NIST Big Data Public Working Group (NBD-PWG)
NBD-PWD-2015/6a,DW.abbreviated.rr (M0444)
Source: NBD-PWG
Status: Draft
Title: Big Data Use Case #6 Implementation, using NBDRA
Author: Afzal Godil (NIST), Wo Chang (NIST), Russell Reinsch (CFGIO), Shazri Shahrir
To support Version 2 development, this Big Data use case (with publicly available datasets and analytic algorithms) has been drafted as a partial implementation scenario using the NIST Big Data Reference Architecture (NBDRA) as an underlying foundation. In an attempt to highlight essential dataflow possibilities and architecture constraints, as well as the explicit interactions between NBDRA key components relevant to this use case, this document makes some general assumptions. Certain functions and qualities will need to be validated in detail before the undertaking any proof of concept. In this use case, Data governance is assumed. Security is not addressed. Feedback regarding the integration of the disruptive technologies described is welcomed.
Use Case #6: a) Data Warehousing and b) Data Mining Introduction Big data is defined as high-volume, high-velocity, and high-variety information assets that demand cost-effective, innovative forms of information processing for enhanced insight and decision-making. Both data mining and data warehousing are applied to big data and are business intelligence tools that are used to turn data into high value and useful information. The important differences between the two tools are the methods and processes each uses to achieve these goals. The data warehouse (DW) is a system used for reporting and data analysis. Data mining (also known as knowledge discovery) is the process of mining and analyzing massive sets of data and then extracting the meaning of the data. Data mining tools predict actions and future trends and allow businesses to make practical, knowledge-driven decisions. Data mining tools can answer questions that traditionally were too time consuming to be computed before. Given Dataset
2010 Census Data Products: United States (http://www.census.gov/population/www/cen2010/glance/)
Given Algorithms -
Upon upload of the datasets to an HBase database, Hive and Pig could be used for reporting and data analysis.
-
Machine learning (ML) libraries in Hadoop and Spark could be used for data mining. The data mining tasks are: 1) Association rules and patterns, 2) Classification and prediction, 3) Regression, 3) Clustering, 4) Outlier Detection, 5) Time series analysis, 6) Statistical summarization, 7) Text mining, and 8) Data visualization.
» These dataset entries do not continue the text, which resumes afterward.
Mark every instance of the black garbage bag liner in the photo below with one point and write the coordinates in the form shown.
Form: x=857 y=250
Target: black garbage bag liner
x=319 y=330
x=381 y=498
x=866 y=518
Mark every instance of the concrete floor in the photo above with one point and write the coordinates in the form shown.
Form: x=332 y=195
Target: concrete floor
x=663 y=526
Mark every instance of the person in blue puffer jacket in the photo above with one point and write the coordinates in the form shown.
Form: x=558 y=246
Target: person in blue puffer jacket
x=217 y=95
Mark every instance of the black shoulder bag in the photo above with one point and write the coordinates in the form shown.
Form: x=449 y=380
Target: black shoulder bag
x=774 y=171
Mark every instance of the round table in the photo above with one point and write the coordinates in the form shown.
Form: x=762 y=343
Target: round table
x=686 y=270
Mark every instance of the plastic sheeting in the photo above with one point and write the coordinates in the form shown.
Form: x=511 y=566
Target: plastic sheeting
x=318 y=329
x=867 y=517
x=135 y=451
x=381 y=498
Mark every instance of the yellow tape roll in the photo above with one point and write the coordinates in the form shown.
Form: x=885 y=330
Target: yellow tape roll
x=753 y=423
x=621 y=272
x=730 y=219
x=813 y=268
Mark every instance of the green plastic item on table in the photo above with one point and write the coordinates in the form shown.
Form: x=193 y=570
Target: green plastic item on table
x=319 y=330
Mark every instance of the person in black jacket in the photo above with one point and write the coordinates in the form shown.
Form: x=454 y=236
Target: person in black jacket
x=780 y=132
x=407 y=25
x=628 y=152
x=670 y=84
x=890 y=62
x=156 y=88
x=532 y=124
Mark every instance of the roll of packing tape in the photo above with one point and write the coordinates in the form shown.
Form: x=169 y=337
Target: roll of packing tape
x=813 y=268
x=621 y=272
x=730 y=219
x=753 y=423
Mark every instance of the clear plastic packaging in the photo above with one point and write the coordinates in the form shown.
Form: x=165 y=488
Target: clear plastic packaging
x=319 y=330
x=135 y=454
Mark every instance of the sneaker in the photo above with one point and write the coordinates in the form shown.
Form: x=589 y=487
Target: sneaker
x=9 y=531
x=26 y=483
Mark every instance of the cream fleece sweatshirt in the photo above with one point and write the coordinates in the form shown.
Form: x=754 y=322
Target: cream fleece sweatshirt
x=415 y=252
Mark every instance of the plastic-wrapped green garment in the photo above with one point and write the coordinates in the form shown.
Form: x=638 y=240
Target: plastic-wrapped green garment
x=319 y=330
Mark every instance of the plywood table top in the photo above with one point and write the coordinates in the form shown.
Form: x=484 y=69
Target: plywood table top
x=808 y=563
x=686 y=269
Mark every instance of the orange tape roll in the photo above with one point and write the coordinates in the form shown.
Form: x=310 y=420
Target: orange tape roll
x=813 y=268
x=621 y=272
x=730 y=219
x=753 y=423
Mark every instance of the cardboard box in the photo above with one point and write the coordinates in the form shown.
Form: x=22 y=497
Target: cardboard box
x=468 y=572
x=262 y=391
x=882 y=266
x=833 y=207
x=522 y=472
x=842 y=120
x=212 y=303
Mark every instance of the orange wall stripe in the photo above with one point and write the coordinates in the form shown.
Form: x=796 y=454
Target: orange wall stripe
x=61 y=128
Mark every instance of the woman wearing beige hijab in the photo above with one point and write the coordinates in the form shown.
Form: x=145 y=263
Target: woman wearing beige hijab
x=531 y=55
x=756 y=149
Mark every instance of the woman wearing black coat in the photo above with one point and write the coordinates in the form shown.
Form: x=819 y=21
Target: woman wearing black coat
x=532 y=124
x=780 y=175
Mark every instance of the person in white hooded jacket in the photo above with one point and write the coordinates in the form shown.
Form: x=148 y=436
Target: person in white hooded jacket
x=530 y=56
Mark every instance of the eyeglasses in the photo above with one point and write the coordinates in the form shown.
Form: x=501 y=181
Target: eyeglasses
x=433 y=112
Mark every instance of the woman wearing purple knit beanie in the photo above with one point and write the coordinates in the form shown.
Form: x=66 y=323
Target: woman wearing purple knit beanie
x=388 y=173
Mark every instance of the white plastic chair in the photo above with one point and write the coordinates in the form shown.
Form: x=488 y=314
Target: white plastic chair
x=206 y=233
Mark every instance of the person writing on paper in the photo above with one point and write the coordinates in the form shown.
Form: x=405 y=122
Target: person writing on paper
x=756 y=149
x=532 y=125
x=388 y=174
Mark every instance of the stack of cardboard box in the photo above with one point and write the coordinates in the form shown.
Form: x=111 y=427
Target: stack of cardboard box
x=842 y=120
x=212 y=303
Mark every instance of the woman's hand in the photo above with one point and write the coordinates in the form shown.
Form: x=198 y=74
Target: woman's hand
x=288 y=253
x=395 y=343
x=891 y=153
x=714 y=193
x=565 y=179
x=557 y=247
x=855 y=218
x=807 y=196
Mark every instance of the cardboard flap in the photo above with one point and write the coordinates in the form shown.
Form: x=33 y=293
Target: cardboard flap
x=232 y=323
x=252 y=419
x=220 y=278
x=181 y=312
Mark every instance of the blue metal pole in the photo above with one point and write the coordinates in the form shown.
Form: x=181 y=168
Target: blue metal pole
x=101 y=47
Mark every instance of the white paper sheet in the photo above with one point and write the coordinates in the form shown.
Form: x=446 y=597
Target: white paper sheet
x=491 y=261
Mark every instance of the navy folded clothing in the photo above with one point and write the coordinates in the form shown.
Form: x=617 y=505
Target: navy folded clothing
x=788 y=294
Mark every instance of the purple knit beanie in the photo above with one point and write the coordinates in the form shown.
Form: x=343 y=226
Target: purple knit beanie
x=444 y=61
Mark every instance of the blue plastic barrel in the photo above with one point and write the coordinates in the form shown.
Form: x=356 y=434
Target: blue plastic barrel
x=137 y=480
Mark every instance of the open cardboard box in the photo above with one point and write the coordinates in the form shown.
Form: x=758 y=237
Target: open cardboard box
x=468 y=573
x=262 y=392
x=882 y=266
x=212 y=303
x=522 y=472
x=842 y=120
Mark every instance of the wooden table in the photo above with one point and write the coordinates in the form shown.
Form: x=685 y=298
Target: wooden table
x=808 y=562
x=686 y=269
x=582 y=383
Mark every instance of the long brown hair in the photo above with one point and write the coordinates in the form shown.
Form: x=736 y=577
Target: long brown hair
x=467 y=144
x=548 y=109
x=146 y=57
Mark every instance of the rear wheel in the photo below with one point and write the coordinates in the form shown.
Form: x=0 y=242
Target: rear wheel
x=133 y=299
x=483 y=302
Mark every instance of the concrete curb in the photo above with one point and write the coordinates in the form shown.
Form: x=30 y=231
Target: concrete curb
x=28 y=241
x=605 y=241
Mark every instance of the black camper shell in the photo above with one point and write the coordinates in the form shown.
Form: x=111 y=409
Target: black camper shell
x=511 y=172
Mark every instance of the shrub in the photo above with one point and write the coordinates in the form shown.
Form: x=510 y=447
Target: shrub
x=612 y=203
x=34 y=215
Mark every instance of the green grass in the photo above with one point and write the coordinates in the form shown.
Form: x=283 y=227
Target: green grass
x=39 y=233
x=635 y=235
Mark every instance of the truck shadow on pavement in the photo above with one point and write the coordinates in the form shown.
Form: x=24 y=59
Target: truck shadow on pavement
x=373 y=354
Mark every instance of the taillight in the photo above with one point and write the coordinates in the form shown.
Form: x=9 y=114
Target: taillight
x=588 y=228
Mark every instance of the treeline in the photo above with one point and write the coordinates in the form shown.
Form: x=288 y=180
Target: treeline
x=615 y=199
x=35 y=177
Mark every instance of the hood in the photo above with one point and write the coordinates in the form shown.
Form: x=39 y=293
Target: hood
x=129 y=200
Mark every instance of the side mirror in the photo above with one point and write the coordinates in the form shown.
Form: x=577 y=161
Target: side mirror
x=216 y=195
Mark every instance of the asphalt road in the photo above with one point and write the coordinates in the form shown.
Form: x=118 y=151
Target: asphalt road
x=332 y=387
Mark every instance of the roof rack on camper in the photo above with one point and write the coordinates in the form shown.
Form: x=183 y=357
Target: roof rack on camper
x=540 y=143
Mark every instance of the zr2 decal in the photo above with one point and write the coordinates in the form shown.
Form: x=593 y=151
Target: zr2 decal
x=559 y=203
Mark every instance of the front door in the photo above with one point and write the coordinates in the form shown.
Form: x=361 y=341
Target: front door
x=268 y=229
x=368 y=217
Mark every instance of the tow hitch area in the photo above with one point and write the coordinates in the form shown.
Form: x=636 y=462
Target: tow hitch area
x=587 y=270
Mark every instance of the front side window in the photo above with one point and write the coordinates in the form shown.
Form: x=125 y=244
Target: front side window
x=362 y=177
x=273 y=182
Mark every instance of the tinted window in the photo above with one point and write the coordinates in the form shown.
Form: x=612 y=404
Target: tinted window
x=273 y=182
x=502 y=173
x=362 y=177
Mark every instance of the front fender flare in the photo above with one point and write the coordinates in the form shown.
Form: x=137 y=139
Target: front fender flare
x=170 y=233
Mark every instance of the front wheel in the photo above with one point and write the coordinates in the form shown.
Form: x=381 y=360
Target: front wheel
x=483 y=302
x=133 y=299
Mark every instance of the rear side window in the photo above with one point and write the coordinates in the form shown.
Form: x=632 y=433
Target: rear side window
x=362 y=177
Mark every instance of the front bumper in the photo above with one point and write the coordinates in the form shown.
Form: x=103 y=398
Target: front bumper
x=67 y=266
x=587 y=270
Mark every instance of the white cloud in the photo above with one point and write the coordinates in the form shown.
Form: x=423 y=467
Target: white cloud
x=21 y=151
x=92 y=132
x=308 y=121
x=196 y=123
Specific Questions to Answer:
#1. What zip code has the highest population density increase in the last 5 years? And
#2. How is this correlated to unemployment rate in the area?
Possible Development Tools Given for Initial Consideration
Big-Data:
Apache Hadoop, Apache Spark, Apache HBase, MongoDB, Hive, Pig, Apache Mahout, Apache Lucene/Solr, MLlib Machine Learning Library.
Visualization:
D3 Visualization, Tableau visualization.
Languages:
Java, Python, Scala, Javascript, JQuery.
Analysis of use case 6a Data Warehousing, against the NIST RA perspective, namely the M0437 PPT Activity and Functional Component View diagrams:
Sections:
Background on HBase
Acquisition, collection and storage of data
Organization of the data
Type of workload
Processing
Analysis of the data
Query
Additional activities
Concerns
Alternate functional components
Background on HBase, used as the storage DB in this use case:
HBase is an Apache open source (OS) wide column DB written in Java. HBase runs NoSQL programs directly on top of the Hadoop Distributed File System (HDFS) to provide analysis capabilities not available in HDFS. A Java API facilitates programming interactions. Linux / Unix are the suggested operating system environments.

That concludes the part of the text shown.